A spreadsheet diff tool lets you compare two spreadsheets or CSV files side-by-side at the cell level — instantly seeing which rows were added, removed, or have changed values. Business analysts, data teams, and anyone who works with tabular data use spreadsheet diffs to audit changes, validate exports, and reconcile datasets without manual row-by-row checking.
Diff Results
How to Use the Spreadsheet Diff Tool
Manually comparing two versions of a spreadsheet is error-prone and time-consuming. A spreadsheet diff automates this by parsing both datasets into a grid and highlighting every change at the cell level — so you can instantly see what changed, what was added, and what was removed.
Step 1: Paste or Upload Your Data
Paste your original spreadsheet data into the left panel and the updated version into the right panel. You can paste directly from Excel, Google Sheets, or any CSV editor. The tool auto-detects whether your data is comma-separated (CSV), tab-separated (TSV), or semicolon-separated. Alternatively, click "Upload file" to load a .csv, .tsv, or .txt file directly.
Step 2: Click Compare
Click the Compare button to run the diff. The tool detects header rows (the first row is treated as headers if it contains non-numeric values). Rows are matched by their first column value when possible, so reordered rows are still correctly identified as matches rather than remove+add pairs.
Step 3: Read the Color-Coded Results
The diff grid uses three colors: green cells or rows were added in the updated dataset, red cells or rows were removed from the original, and yellow cells have changed values. Hover over any yellow cell to see a tooltip showing the original value. The summary row above the table shows total rows added, removed, cells changed, and rows unchanged.
Exporting Results
Use the "Export Diff" button to download a CSV file with a Status column added (ADDED, REMOVED, CHANGED, UNCHANGED). This lets you filter and analyze changes in your spreadsheet application. The "Copy Diff" button copies the diff table to your clipboard as tab-separated text, ready to paste into Excel or Google Sheets.
Common Use Cases
The spreadsheet diff tool is useful for comparing database exports before and after a data migration, auditing changes to financial data over time, reconciling two versions of a customer or inventory list, verifying that a data transformation produced the expected output, and checking whether a vendor's data feed changed from the previous delivery.
FAQ
Is the spreadsheet diff tool free?
Yes, completely free with no account required. All comparison logic runs in your browser — your data is never sent to any server.

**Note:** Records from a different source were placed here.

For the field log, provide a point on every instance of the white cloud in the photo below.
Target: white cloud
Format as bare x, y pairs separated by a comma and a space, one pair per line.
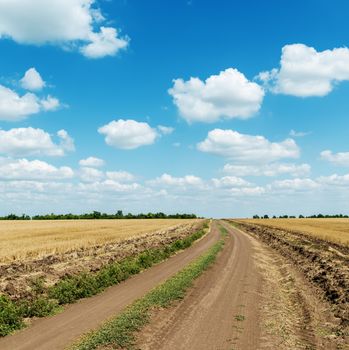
165, 130
30, 141
67, 23
50, 103
120, 176
169, 180
14, 107
306, 72
32, 80
334, 180
295, 185
294, 133
340, 158
23, 169
273, 169
105, 43
90, 174
92, 162
230, 181
128, 134
226, 95
247, 148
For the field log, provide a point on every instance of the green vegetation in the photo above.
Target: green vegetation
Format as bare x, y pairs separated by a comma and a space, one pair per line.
120, 331
45, 301
98, 215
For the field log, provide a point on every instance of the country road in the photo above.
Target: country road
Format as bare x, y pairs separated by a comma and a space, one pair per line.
250, 299
56, 332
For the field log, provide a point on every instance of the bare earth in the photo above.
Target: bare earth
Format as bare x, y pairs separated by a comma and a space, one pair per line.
250, 299
59, 331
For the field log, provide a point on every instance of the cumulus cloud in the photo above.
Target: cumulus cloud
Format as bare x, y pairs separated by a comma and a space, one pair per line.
340, 158
67, 23
274, 169
30, 141
50, 103
24, 169
226, 95
295, 185
128, 134
165, 130
32, 80
92, 162
14, 107
120, 176
90, 174
294, 133
247, 148
169, 180
305, 72
230, 181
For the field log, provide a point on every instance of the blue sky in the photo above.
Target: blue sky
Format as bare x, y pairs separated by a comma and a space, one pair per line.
224, 108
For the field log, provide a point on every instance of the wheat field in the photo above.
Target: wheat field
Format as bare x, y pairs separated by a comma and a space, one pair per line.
34, 239
333, 230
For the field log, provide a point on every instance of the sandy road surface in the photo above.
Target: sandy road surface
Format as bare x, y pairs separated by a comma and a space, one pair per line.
58, 331
248, 300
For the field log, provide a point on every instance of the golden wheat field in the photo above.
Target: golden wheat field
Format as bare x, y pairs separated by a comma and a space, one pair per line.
31, 239
334, 230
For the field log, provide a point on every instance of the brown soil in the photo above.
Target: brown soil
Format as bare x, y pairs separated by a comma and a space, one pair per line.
16, 277
59, 331
252, 298
325, 265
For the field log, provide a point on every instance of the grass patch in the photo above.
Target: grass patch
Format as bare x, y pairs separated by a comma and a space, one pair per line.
120, 331
46, 301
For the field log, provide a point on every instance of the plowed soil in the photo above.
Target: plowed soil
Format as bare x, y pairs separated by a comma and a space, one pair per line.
252, 298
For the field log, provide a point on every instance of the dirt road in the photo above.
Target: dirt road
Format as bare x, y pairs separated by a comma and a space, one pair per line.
250, 299
58, 331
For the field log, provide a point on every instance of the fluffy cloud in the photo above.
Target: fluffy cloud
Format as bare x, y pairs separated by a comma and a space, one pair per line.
14, 107
273, 169
92, 162
23, 169
49, 103
247, 148
334, 180
32, 80
226, 95
30, 141
230, 181
306, 72
120, 176
128, 134
90, 174
341, 158
295, 185
68, 23
169, 180
165, 130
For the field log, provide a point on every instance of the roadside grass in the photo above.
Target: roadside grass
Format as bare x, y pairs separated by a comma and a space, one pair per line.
47, 301
120, 331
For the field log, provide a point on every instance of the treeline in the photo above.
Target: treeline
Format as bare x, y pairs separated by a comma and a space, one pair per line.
318, 216
98, 215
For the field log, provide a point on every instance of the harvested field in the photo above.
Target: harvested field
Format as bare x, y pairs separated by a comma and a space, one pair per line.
332, 230
34, 239
106, 241
323, 263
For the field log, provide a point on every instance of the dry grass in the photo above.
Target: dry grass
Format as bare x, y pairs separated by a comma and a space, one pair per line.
333, 230
33, 239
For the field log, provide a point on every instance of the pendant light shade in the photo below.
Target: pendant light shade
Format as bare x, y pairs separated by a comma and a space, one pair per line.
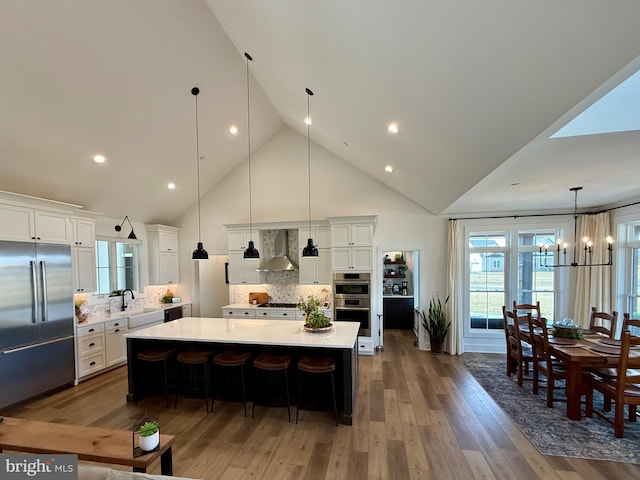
251, 251
310, 250
199, 253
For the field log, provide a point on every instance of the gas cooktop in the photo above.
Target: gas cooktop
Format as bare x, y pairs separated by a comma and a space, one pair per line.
278, 305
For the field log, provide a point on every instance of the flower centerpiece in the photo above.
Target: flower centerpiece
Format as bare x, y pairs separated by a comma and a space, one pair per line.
78, 302
315, 321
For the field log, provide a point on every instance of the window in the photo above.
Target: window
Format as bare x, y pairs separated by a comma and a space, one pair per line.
116, 266
633, 254
502, 270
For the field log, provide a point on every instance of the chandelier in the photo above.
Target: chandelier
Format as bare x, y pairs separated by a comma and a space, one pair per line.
586, 247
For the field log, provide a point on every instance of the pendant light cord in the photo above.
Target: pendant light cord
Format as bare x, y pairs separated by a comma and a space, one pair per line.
195, 92
309, 93
248, 57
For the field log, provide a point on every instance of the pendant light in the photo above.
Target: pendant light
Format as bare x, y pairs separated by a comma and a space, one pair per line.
199, 253
310, 250
251, 251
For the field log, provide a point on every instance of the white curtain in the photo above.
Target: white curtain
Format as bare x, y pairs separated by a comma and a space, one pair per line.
455, 292
593, 284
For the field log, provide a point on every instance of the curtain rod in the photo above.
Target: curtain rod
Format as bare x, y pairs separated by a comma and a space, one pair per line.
545, 214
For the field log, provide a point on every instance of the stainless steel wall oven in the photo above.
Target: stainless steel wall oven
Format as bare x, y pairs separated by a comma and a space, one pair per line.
352, 300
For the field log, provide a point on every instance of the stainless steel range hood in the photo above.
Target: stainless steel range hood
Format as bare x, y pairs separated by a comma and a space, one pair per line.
280, 262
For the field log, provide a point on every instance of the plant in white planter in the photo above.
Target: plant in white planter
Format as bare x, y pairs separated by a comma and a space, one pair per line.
149, 436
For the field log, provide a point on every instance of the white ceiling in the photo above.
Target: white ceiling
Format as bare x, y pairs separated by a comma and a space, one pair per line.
476, 88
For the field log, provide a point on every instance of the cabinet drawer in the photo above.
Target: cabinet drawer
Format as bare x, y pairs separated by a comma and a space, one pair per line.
91, 364
237, 313
90, 343
90, 329
120, 323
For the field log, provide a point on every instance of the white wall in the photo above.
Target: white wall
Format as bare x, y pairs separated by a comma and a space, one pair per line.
279, 193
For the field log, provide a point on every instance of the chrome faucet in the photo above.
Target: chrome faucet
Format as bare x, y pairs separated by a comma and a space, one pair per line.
124, 305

Is my spreadsheet data private?
Yes. The diff algorithm runs entirely in client-side JavaScript. Nothing is uploaded or stored. You can safely compare confidential financial data, customer lists, or proprietary business data.

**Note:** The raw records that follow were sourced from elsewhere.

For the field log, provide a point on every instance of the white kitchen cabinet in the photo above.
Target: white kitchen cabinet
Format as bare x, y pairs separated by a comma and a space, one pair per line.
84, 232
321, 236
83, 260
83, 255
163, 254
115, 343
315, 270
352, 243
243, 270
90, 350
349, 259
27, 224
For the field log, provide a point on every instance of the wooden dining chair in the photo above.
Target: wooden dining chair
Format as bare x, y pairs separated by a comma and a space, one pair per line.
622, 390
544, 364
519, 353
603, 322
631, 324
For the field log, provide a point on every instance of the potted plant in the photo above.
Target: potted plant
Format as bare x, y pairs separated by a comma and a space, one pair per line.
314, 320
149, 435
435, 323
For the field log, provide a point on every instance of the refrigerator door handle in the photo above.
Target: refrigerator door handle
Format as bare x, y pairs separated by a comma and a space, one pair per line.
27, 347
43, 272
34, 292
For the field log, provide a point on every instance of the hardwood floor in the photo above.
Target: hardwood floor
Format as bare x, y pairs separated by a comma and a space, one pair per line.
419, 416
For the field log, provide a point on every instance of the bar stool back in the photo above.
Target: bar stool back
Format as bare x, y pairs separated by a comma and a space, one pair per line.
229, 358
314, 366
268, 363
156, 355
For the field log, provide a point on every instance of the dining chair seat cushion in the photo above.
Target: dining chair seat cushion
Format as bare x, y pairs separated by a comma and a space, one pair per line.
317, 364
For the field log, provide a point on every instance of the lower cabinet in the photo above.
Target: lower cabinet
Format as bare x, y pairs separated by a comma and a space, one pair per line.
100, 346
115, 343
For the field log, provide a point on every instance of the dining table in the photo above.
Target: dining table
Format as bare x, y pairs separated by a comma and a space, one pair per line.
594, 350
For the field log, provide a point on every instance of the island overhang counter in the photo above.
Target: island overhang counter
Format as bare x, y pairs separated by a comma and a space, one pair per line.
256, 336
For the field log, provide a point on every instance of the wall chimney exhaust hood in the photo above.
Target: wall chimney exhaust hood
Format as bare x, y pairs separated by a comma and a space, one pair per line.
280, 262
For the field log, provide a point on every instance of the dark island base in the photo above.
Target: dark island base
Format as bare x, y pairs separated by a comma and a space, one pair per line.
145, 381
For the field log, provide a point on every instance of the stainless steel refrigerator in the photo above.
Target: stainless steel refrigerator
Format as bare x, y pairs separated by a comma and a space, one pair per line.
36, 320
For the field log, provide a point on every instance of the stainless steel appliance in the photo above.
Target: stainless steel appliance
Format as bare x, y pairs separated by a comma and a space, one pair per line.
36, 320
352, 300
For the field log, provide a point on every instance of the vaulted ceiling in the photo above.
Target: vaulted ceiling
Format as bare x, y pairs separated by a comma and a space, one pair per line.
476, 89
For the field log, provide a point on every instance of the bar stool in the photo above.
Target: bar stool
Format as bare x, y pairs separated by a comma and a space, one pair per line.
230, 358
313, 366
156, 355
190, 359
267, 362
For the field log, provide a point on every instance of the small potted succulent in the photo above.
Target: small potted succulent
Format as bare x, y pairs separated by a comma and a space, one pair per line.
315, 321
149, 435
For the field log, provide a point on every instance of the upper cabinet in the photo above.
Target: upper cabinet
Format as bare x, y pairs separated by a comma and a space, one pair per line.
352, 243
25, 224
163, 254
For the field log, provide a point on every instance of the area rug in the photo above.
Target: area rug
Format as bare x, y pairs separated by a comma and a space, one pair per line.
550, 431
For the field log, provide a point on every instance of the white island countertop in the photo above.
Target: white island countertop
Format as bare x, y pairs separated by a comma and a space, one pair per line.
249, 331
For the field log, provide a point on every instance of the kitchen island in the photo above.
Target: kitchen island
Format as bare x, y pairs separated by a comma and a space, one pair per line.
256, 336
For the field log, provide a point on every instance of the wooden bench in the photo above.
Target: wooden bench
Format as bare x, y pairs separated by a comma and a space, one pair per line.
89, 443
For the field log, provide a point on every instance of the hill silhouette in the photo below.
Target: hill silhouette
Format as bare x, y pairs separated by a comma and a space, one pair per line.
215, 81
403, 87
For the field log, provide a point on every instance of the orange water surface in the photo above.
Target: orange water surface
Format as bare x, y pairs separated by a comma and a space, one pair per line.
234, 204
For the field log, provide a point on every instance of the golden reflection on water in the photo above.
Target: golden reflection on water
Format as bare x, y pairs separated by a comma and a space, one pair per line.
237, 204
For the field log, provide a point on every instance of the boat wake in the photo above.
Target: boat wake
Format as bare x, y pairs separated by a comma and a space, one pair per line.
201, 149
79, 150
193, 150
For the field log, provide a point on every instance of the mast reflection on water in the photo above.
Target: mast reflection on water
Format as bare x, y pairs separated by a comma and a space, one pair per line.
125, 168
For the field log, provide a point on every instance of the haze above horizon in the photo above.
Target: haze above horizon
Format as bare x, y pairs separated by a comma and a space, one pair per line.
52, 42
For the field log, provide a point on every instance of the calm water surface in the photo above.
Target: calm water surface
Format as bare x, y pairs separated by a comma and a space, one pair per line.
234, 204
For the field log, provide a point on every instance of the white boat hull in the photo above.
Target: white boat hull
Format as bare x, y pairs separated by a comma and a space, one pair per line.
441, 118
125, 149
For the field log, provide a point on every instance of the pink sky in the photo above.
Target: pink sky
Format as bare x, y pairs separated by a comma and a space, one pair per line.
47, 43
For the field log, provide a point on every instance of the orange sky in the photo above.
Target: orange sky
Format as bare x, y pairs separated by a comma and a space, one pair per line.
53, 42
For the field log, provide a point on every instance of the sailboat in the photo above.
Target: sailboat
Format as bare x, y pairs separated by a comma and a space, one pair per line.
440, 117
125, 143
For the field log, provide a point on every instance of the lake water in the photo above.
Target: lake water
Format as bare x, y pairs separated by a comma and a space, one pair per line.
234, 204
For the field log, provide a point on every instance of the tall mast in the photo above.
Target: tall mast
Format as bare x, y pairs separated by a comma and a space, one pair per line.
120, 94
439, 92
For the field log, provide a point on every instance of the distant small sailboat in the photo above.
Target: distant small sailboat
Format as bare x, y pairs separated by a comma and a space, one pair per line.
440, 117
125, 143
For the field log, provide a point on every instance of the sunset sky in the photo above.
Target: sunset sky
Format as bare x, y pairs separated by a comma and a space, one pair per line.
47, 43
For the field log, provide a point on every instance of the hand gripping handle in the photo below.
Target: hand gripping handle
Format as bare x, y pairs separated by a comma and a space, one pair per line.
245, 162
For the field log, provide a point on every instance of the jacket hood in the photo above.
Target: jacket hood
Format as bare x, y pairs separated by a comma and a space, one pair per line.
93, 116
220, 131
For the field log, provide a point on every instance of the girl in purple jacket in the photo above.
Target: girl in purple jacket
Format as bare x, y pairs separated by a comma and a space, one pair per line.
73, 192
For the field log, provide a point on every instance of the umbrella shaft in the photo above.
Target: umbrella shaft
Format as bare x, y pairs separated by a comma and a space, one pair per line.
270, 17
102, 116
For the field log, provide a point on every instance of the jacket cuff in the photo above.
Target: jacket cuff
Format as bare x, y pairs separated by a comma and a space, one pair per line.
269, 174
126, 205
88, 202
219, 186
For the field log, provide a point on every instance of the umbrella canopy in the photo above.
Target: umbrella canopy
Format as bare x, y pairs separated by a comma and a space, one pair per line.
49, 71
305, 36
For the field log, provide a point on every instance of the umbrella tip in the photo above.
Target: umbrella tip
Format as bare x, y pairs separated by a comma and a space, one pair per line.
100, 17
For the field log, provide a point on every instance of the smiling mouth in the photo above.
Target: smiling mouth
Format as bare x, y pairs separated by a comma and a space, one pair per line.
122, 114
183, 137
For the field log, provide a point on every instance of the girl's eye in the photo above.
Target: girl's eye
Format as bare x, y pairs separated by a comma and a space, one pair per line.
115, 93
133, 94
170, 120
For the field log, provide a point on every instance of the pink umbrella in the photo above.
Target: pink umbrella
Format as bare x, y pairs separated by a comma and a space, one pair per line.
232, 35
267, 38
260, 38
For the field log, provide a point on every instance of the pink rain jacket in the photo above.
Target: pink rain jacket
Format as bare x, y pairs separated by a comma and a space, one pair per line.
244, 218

Can I compare Excel files?
You can compare Excel data by first saving your file as CSV (File > Save As > CSV in Excel or Google Sheets) or by copying cells and pasting directly into the text areas. The tool auto-detects comma, tab, and semicolon delimiters.
What file formats does the tool support?
The tool accepts CSV (comma-separated), TSV (tab-separated), and semicolon-separated formats. You can paste data directly or upload .csv, .tsv, or .txt files using the file upload buttons.

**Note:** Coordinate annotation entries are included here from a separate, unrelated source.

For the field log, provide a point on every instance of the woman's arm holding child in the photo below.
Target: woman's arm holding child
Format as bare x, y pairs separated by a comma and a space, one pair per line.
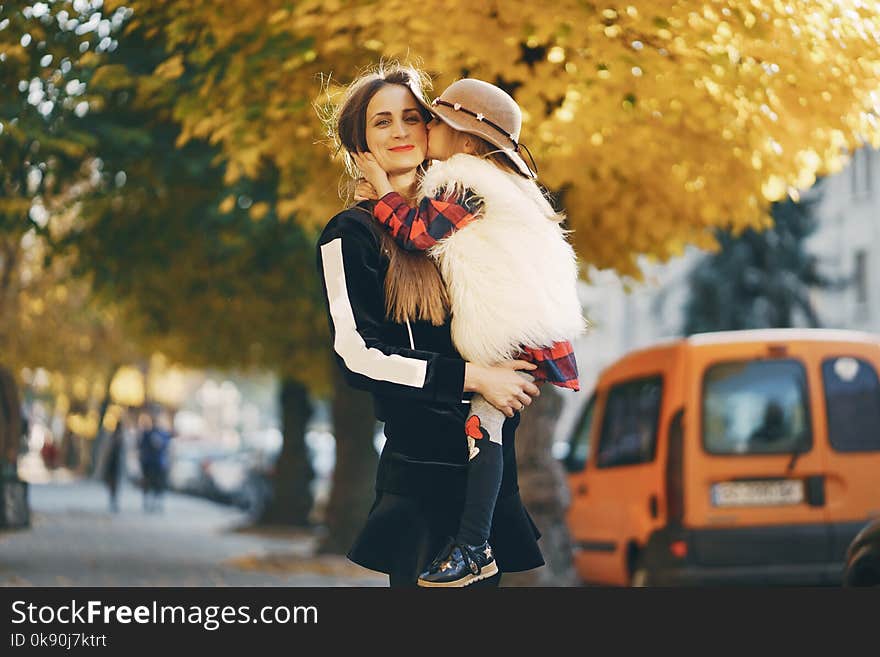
414, 228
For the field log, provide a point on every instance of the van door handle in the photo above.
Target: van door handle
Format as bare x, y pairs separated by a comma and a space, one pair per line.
816, 490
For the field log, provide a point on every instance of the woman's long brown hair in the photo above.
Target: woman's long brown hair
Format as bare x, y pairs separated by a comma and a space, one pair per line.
414, 289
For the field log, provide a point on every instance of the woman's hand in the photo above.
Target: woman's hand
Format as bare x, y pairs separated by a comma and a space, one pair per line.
374, 174
501, 386
364, 191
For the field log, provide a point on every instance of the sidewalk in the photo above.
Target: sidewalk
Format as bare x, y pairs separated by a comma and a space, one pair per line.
75, 541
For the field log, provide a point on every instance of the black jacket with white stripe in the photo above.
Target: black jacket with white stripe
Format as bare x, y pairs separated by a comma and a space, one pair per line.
416, 381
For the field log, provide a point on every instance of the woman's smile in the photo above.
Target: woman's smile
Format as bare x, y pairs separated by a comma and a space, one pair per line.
395, 130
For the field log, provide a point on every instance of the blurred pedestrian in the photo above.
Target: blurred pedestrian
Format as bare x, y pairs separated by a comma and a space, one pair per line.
153, 448
114, 463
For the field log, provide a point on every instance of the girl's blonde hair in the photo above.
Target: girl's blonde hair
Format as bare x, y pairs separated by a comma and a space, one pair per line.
414, 289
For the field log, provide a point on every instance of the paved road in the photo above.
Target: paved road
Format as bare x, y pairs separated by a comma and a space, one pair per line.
75, 541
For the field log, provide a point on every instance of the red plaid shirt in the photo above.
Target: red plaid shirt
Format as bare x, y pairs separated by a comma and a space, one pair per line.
420, 228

How does the cell-level comparison work?
The tool parses each input into a 2D grid, then aligns rows using the first column as a key (if values look like identifiers). Each cell is compared individually. Green cells are new in the second dataset, red cells were removed, and yellow cells have changed values. Hover over a changed cell to see the original value.
What does the Export Diff button do?
The Export Diff button downloads a CSV file with all differences annotated. Each row includes a Status column (ADDED, REMOVED, CHANGED, UNCHANGED) so you can filter and analyze changes in your spreadsheet application.
Can I compare spreadsheets with different numbers of columns?
Yes. If one spreadsheet has more columns than the other, the extra columns are shown as added or removed. The tool aligns data by column position, and the header row (if detected) is used to label columns in the diff view.